= Escape Mechanism =

Escape Mechanism is the title of a sound collage project instigated by Minneapolis-based artist Jonathan Nelson. Using fragments of audio from a variety of previously recorded sound sources, the project is an experiment in recycled media.

Escape Mechanism has taken many forms since Nelson began the project in 1997. From solo studio releases and theatrical sound design, to a live ensemble and sound installation, the project is defined by its re-use of sounds found in the broadcast media.

Although essentially a studio project, Escape Mechanism experimented briefly (1999 – 2001) with live improvisation. Performing under the name Cast of Thousands with Escape Mechanism, the rotating ensemble also worked exclusively with bits and pieces of the media environment, performing at art venues and performances spaces such as The Walker Art Center, the Soap Factory and The First Avenue Main Room.

Escape Mechanism has collaborated with artists such as Steev Hise, The Tape-beatles and Wobbly, and mounted sound installations at art galleries such as The Blue Theater, Rosalux Gallery and The Rochester Art Center.

Escape Mechanism proudly presents itself as 100% recycled, as every sound found in an Escape Mechanism composition is recycled from a previously recorded source. No original sounds are incorporated; only original juxtapositions.

==Some Assembly Required==
Nelson is perhaps best known for his role as host and producer of the nationally syndicated radio program Some Assembly Required. The show is a weekly exploration of works of appropriation, by artists who use samplers and other audio playback equipment to create original sound collage compositions.

The program brings together artists from multiple genres, and has featured interviews with sound collage artists such as The Bran Flakes, Emergency Broadcast Network, The Evolution Control Committee, Omer Fast, DJ Food, The Freelance Hellraiser, Girl Talk, Go Home Productions, Christian Marclay, Negativland, John Oswald, People Like Us, DJ Qbert, DJ Spooky, Steinski, The Tape-beatles and many more, since 1999.

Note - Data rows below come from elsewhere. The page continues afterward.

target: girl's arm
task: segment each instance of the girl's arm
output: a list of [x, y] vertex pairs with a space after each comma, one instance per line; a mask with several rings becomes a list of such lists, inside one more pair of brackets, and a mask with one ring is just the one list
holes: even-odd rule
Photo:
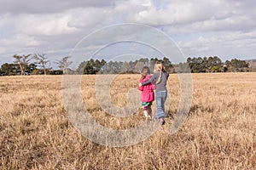
[[[141, 84], [143, 82], [143, 79], [140, 79], [139, 84]], [[143, 86], [140, 86], [140, 85], [139, 85], [139, 87], [137, 88], [137, 89], [140, 90], [140, 91], [143, 91], [143, 88], [143, 88]]]

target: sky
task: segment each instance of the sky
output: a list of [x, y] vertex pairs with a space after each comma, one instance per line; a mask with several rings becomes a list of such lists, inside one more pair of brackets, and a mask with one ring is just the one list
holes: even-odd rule
[[256, 2], [1, 0], [0, 65], [27, 54], [45, 54], [52, 63], [69, 55], [74, 64], [129, 54], [163, 54], [172, 63], [255, 59]]

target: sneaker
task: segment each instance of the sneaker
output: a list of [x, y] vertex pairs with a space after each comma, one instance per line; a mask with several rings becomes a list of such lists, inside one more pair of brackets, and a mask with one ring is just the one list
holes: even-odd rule
[[164, 125], [166, 123], [166, 121], [163, 117], [160, 118], [158, 122], [160, 123], [160, 125]]

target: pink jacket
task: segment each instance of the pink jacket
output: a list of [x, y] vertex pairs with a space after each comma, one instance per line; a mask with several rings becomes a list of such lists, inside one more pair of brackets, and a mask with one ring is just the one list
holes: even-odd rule
[[[151, 75], [148, 75], [143, 80], [141, 78], [140, 82], [146, 82], [151, 78]], [[155, 88], [154, 83], [149, 83], [144, 86], [138, 88], [142, 91], [141, 101], [142, 102], [149, 102], [154, 100], [154, 89]]]

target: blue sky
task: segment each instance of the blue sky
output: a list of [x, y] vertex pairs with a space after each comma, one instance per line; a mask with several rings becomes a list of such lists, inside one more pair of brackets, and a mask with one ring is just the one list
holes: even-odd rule
[[[256, 2], [253, 0], [20, 0], [19, 3], [2, 0], [0, 65], [12, 62], [15, 54], [42, 53], [54, 63], [71, 54], [88, 35], [122, 23], [148, 26], [152, 32], [154, 29], [159, 30], [160, 37], [165, 34], [169, 37], [184, 58], [217, 55], [223, 61], [256, 58]], [[106, 35], [99, 37], [104, 41], [92, 38], [84, 43], [82, 50], [84, 58], [73, 56], [75, 63], [90, 58], [90, 54], [108, 44], [106, 39], [109, 42], [115, 39], [125, 41], [143, 34], [143, 29], [138, 29], [137, 33], [120, 31], [122, 34], [104, 31]], [[148, 41], [146, 37], [143, 39]], [[166, 42], [157, 40], [157, 44], [152, 43], [157, 48], [166, 50], [168, 42]], [[117, 48], [122, 52], [122, 46]], [[131, 52], [126, 48], [124, 56]], [[116, 57], [114, 49], [111, 46], [105, 50], [108, 60]], [[137, 53], [131, 51], [141, 56], [143, 50], [147, 48], [142, 48]], [[149, 57], [148, 51], [144, 54]], [[122, 56], [120, 53], [118, 54]], [[173, 63], [178, 61], [173, 59]]]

A record label (Recombinations) and recurring art exhibition (Festival of Appropriation) are among Nelson's other projects. His visual work has shown at galleries such as The Rogue Buddha, Outsiders and Others and Rosalux Gallery.

==Album Discography==
- Box of Blue Paperclips (1997, out of print)
- Escape Mechanism (1998, Recombinations, REC004)
- Minneapolis Summit (2002, Staalplaat, with Steev Hise, The Tape-beatles and Wobbly)
- Cast of Thousands with Escape Mechanism (2004, Recombinations, REC003)
- (Emphasis Added) (2008, Recombinations, REC006)

== Interviews ==

- Radio Feature Interview with Escape Mechanism's Jonathan Nelson on National Public Radio (2009).
- Video Feature Jonathan Nelson profiled in a Minnesota Stories video at mnartists.org (2006).